Designing a Scalable Hybrid Architecture

- 2 mins read

Work In Progress: This document is a draft summary of architectural patterns I advocate for. Detailed diagrams and deep-dive analysis are currently being written.

The Challenge: The “Customization Hell”

In B2B SaaS, satisfying specific client requirements often leads to spaghetti code: if (client == 'A') statements scattered everywhere, making the system fragile and untestable.

The Strategy: “Clean Core + Specific Satellites”

To maintain a pristine logical core while allowing necessary deviations, I implement a strict governance strategy:

1. The Core: A Modular Monolith (Clean Architecture)

  • Goal: Host the business rules while allowing controlled variations.
  • Design Pattern: Strategy Pattern & Interfaces. Client-specific logic does exist in the Core, but it is strictly encapsulated in isolated packages behind generic Go Interfaces.
  • Benefit: The Domain Logic remains pure and does not “know” about specific implementations. We can add a new client strategy without touching the existing business rules (Open/Closed Principle).
  • Data Strategy: Strict SQL schema, utilizing JSON types only for controlled flexibility.
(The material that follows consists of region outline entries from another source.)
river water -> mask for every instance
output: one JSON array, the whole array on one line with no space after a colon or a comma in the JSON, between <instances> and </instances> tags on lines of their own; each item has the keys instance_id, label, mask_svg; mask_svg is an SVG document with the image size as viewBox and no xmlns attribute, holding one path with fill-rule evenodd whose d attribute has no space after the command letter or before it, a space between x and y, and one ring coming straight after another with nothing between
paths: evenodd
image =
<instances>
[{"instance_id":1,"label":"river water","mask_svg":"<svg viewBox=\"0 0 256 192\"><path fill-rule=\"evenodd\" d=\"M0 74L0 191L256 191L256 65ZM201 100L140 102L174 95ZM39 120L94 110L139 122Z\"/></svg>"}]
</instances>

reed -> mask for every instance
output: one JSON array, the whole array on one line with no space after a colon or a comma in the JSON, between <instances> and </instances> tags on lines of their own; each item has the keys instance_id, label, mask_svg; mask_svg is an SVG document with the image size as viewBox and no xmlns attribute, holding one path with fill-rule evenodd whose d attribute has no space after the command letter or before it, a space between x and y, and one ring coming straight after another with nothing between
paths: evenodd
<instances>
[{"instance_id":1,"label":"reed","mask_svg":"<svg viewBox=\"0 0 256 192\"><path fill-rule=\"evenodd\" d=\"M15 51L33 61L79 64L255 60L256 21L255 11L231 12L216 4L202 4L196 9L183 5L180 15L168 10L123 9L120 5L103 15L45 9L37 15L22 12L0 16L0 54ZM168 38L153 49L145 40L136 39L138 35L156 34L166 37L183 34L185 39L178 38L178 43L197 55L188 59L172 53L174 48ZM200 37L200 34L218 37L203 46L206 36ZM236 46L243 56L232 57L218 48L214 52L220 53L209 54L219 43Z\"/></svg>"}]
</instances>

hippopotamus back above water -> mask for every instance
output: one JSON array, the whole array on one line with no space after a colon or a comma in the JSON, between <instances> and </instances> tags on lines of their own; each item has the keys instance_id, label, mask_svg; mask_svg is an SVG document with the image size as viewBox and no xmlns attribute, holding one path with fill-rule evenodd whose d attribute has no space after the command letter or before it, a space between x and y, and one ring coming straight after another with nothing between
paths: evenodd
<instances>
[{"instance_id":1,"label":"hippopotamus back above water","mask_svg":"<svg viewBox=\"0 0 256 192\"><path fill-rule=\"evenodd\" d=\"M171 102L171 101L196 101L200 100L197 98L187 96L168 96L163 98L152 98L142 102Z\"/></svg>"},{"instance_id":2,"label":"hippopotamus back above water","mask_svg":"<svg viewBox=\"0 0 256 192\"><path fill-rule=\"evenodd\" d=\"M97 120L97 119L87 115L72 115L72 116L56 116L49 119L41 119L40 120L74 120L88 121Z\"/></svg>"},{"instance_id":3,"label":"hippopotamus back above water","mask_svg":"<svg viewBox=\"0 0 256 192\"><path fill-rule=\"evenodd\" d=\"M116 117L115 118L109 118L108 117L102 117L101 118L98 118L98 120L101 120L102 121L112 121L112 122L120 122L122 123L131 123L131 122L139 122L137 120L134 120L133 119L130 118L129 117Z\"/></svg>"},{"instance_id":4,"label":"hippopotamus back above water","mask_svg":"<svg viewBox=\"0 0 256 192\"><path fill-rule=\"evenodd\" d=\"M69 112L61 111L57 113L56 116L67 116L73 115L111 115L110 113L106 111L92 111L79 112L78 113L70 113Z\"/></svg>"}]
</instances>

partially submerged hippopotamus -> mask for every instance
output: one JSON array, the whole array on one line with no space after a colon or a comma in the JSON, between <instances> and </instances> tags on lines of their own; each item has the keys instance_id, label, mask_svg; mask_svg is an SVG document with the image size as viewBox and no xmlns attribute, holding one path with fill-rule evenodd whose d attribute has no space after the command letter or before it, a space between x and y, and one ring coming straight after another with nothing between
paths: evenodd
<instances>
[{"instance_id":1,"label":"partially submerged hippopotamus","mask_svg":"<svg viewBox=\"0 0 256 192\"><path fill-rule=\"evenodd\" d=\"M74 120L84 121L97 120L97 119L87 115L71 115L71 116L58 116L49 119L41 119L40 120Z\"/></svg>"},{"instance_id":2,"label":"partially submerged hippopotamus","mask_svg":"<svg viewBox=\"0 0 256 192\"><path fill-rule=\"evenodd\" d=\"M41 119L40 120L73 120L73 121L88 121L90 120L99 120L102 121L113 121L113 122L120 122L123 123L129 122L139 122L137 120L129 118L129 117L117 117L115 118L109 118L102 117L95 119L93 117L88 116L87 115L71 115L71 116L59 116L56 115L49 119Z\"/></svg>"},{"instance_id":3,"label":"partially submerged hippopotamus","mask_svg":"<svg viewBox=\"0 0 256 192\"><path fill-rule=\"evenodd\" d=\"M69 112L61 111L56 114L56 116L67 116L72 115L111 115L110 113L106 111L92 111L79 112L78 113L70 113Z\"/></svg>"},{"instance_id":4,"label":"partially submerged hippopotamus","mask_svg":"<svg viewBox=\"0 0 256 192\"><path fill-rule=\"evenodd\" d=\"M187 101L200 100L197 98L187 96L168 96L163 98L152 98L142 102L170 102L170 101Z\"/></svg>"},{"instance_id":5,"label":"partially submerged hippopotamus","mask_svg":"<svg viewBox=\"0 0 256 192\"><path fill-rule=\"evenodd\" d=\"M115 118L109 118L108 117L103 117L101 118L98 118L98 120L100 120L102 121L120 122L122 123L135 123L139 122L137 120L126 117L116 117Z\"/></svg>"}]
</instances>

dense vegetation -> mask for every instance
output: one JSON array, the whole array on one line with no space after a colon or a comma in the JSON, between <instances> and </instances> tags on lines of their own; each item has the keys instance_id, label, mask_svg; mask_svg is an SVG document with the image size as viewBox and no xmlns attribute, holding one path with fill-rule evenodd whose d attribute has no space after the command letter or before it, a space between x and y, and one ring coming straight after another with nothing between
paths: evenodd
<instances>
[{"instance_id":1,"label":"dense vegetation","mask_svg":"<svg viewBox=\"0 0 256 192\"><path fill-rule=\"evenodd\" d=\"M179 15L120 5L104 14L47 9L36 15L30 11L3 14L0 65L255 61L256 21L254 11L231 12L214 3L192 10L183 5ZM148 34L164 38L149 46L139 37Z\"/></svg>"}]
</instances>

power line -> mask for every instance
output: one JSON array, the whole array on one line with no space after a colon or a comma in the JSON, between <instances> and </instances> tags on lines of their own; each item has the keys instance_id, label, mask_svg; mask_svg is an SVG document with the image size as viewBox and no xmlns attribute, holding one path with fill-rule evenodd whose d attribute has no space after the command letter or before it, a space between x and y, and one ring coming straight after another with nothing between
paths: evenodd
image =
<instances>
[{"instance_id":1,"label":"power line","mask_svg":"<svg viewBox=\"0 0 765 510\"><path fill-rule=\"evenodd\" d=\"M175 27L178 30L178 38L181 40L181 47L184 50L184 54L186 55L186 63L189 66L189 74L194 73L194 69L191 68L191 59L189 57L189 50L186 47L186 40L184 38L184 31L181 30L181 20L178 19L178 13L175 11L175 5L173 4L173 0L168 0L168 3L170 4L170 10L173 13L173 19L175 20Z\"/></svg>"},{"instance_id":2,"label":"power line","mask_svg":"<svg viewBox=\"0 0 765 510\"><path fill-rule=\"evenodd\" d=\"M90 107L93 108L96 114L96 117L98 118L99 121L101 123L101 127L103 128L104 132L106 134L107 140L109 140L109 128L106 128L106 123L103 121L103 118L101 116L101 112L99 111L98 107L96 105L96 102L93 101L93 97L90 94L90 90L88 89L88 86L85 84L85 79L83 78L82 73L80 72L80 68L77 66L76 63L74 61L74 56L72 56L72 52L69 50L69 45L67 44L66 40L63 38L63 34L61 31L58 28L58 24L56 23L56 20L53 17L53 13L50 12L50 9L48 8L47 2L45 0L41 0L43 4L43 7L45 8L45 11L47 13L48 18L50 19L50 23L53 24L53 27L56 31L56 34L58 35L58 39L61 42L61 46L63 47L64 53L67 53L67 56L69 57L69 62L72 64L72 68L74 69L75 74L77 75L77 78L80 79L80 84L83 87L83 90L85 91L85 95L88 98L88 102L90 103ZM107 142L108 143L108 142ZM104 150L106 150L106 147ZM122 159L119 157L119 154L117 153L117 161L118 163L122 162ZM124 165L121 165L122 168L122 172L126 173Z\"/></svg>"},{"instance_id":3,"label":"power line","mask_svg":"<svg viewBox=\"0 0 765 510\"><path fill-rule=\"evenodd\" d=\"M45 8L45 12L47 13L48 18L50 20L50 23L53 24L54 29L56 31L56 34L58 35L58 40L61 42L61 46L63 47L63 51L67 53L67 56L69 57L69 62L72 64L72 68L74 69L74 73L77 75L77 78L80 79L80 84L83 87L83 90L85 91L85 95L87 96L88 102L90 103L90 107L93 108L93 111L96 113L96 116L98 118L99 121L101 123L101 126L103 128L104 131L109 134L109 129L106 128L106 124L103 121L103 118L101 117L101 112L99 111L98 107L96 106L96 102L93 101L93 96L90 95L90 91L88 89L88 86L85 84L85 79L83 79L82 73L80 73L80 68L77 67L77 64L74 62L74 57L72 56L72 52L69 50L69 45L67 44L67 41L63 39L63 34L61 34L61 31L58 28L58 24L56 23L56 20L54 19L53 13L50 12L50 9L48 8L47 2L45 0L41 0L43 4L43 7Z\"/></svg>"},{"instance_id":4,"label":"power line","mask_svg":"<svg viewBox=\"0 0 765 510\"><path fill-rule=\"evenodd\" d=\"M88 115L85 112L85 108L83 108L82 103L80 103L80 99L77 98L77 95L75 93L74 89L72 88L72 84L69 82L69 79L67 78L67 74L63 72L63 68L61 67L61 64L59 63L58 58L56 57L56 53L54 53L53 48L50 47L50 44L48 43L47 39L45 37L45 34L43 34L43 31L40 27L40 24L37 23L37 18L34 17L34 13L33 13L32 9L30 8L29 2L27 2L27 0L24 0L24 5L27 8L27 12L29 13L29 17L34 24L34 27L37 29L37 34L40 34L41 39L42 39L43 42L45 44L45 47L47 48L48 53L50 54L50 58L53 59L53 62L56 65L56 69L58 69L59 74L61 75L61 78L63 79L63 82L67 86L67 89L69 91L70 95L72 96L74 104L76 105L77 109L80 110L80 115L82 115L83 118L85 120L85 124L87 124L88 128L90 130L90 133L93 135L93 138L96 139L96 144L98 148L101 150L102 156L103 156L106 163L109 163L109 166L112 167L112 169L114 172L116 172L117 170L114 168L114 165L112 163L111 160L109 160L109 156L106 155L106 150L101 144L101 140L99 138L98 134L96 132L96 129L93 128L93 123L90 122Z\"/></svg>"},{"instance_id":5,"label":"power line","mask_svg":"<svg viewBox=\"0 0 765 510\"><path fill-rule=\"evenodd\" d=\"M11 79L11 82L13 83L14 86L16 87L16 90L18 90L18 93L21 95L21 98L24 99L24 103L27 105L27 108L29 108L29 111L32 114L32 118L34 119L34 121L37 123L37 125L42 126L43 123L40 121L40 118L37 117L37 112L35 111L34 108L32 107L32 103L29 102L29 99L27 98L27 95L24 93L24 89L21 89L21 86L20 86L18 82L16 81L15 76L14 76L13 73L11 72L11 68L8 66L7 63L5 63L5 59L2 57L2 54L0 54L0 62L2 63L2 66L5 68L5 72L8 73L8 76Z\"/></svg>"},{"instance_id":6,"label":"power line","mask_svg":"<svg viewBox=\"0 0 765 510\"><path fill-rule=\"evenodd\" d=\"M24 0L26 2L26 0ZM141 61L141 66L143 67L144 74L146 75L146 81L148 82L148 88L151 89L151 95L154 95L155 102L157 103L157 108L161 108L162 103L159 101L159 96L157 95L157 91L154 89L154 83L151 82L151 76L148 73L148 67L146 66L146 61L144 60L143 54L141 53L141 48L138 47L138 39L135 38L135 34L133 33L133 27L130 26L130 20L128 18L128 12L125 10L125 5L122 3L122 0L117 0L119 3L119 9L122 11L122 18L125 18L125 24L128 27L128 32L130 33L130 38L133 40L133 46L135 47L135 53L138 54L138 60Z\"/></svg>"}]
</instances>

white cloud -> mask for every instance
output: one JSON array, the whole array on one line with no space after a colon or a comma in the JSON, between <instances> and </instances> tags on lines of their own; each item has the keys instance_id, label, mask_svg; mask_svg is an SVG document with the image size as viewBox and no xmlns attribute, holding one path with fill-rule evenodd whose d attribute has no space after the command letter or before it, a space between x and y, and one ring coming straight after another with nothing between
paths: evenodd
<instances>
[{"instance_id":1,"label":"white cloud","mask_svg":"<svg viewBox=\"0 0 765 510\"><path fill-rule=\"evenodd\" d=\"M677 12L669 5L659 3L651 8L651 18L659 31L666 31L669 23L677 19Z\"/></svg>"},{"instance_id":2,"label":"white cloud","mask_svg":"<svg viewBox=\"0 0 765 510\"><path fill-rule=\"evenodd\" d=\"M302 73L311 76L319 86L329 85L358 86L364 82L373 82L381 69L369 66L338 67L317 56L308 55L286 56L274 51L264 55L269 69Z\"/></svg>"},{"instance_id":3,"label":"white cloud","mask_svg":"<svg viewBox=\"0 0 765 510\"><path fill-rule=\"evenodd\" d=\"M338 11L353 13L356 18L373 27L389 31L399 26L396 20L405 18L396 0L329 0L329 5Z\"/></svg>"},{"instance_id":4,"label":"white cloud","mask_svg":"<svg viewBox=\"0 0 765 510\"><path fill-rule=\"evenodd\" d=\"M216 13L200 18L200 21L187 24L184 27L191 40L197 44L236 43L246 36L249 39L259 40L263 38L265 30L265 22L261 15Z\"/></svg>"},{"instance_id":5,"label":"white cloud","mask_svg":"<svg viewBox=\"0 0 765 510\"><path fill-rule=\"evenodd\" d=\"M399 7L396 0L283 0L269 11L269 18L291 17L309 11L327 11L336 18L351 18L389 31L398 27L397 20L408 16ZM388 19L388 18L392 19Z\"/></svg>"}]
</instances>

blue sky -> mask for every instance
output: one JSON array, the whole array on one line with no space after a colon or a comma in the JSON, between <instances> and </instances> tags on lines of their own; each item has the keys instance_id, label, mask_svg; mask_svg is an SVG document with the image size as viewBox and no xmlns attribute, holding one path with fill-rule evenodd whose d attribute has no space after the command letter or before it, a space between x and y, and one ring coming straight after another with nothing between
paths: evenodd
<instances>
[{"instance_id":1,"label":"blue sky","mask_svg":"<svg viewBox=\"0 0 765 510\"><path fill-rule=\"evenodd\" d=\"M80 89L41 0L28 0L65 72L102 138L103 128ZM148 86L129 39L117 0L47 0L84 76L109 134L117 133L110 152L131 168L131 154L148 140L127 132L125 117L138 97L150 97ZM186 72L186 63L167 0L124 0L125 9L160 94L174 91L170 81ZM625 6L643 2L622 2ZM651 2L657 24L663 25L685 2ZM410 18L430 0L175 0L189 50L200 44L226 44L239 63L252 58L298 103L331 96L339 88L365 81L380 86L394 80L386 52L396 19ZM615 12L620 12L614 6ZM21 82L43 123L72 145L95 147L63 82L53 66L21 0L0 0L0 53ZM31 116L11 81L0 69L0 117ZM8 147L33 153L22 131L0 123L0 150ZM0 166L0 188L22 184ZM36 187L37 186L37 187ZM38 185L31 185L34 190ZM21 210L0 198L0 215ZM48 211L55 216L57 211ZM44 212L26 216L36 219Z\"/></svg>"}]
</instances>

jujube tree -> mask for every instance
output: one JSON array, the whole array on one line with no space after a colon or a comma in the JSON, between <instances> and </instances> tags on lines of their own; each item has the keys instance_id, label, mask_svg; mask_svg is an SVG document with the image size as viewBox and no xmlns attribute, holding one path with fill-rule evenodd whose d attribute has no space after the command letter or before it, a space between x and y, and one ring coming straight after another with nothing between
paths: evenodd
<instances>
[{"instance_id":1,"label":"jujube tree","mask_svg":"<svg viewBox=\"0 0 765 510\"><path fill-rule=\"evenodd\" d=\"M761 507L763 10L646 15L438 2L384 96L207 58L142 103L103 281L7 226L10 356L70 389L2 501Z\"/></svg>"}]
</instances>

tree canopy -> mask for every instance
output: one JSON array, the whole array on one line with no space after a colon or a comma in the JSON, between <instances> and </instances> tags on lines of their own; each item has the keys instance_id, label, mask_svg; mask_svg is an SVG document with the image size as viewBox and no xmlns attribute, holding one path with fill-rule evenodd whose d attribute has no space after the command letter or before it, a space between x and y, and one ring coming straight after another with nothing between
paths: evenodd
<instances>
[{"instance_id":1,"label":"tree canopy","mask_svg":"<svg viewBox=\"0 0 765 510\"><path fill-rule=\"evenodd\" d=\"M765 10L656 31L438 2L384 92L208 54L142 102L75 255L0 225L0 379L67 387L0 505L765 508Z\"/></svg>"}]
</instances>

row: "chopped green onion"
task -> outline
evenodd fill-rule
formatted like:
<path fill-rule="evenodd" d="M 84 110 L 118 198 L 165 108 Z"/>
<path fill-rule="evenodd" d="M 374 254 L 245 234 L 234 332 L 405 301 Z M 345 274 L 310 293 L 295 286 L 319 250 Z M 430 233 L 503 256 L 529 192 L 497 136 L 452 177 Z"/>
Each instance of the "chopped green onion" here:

2. The Satellites: Extension Services

  • Goal: Handle heavy / outlying workflows that would pollute the Core’s data model.
  • Why: If a client needs a completely different data structure or heavy I/O process, it lives in a Satellite.
  • Tech: Kubernetes / Microservices / Redis Streams.

Key Benefits

  • Maintainability: Client specifics are isolated. Removing a client means simply deleting its package and satellite, leaving the Core clean.
  • Testability: We can unit test the Core logic with mock strategies, and test client strategies in isolation.
  • Stability: No “spaghetti” conditions in the critical path.